By Anthony DiRenzo
What a joy it has been to have Schacht Cricket Looms in my classroom! I teach a class called Erdkinder, a Montessori-specific class for adolescents which focuses on connection to nature, service to others, work of the hand, and mindfulness. With these looms, my students were able to learn about fibers arts and see the intersection of all of this course’s goals at once.
The project began with natural dyeing workshops. Students scoured 80 skeins of wool yarn and mordanted them with alum. Using cochineal and weld, students produces yellows, oranges, reds, purples, and magentas. We invited author Nana Ekua Brew-Hammond to discuss her picture book Blue: A History of the Color as Deep as the Sea and as Wide as the Sky. Students then prepared indigo vats and dyed and overdyed the yarns to produce blues, greens, purples, and browns.

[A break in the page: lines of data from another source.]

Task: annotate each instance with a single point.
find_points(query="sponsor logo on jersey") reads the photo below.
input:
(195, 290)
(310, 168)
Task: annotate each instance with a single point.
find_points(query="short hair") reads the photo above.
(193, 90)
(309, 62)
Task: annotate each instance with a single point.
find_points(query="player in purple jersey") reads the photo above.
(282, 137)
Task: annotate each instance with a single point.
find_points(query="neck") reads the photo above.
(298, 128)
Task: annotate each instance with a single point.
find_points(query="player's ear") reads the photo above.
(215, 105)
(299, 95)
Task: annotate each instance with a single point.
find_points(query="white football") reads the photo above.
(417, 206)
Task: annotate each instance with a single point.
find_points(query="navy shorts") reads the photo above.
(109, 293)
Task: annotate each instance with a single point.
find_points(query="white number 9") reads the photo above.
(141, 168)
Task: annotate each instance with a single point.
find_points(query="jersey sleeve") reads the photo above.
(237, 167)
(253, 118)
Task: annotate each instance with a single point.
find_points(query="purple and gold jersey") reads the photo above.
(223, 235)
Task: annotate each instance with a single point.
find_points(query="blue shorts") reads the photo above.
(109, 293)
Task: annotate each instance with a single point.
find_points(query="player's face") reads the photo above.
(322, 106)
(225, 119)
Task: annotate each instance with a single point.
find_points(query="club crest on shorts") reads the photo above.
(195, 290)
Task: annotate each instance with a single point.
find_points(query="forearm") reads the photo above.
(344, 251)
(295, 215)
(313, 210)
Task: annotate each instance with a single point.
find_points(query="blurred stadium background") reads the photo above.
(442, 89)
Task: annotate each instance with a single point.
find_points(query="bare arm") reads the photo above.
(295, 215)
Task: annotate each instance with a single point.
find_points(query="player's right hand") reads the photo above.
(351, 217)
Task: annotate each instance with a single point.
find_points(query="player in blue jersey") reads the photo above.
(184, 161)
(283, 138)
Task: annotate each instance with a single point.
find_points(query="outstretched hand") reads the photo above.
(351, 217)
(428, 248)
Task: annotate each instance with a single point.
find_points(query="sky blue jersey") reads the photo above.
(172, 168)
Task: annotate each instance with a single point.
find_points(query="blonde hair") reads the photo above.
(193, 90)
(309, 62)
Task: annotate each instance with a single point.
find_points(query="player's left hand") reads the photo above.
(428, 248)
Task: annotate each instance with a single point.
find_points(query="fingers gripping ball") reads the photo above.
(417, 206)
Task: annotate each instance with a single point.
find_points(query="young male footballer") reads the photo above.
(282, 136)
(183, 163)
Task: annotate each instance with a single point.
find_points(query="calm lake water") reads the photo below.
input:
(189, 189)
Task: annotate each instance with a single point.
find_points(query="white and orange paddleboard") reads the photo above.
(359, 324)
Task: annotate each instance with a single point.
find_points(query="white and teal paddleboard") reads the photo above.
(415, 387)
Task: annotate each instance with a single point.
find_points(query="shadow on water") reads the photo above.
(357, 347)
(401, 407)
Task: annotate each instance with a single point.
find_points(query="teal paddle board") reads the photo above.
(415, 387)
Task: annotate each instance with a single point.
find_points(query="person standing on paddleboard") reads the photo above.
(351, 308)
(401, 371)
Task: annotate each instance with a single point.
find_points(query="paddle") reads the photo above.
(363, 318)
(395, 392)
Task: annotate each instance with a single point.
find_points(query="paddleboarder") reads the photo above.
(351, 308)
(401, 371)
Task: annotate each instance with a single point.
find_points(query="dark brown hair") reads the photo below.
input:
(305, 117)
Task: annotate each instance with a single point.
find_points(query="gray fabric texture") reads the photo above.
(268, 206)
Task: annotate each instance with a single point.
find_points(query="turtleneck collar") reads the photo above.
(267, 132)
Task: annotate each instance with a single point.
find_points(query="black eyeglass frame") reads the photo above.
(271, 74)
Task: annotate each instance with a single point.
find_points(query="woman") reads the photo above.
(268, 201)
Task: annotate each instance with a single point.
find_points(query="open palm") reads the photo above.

I demonstrated the direct-warp method for dressing the Cricket looms and helped the students prepare their own looms for a 10” wide, 120” long warp of their naturally-dyed yarns. Students learned the basics of tabby weaving, carefully making weft mountains in order to create even selvedges. As the guide for this project, I spent many of the first weaving sessions scurrying around to troubleshoot loom issues. The students grew more confident as weavers, gaining the ability to “read” their cloth, and my help was needed less as they built their muscle memory for the processes.
Weaving lends itself well to a Montessori classroom. Students who had never woven before were excited to come to their loom each day and see their labor turn into cloth. I worked with the students who had weaving experience to introduce new techniques such as clasped-weft and pickup stick manipulations. Students worked with their hands, learned about the plants and bugs that yield dyes, and found the joy in the quiet repetitive nature of weaving.
At the end of the unit, we had woven over 30 scarves! We donated these beautiful pieces to Knit the Rainbow, a non-profit organization that donates handmade clothes and accessories to homeless LGBTQ+ youth. Donation fulfilled the service component of Erdkinder class and showed the students that they can be of service through their creativity.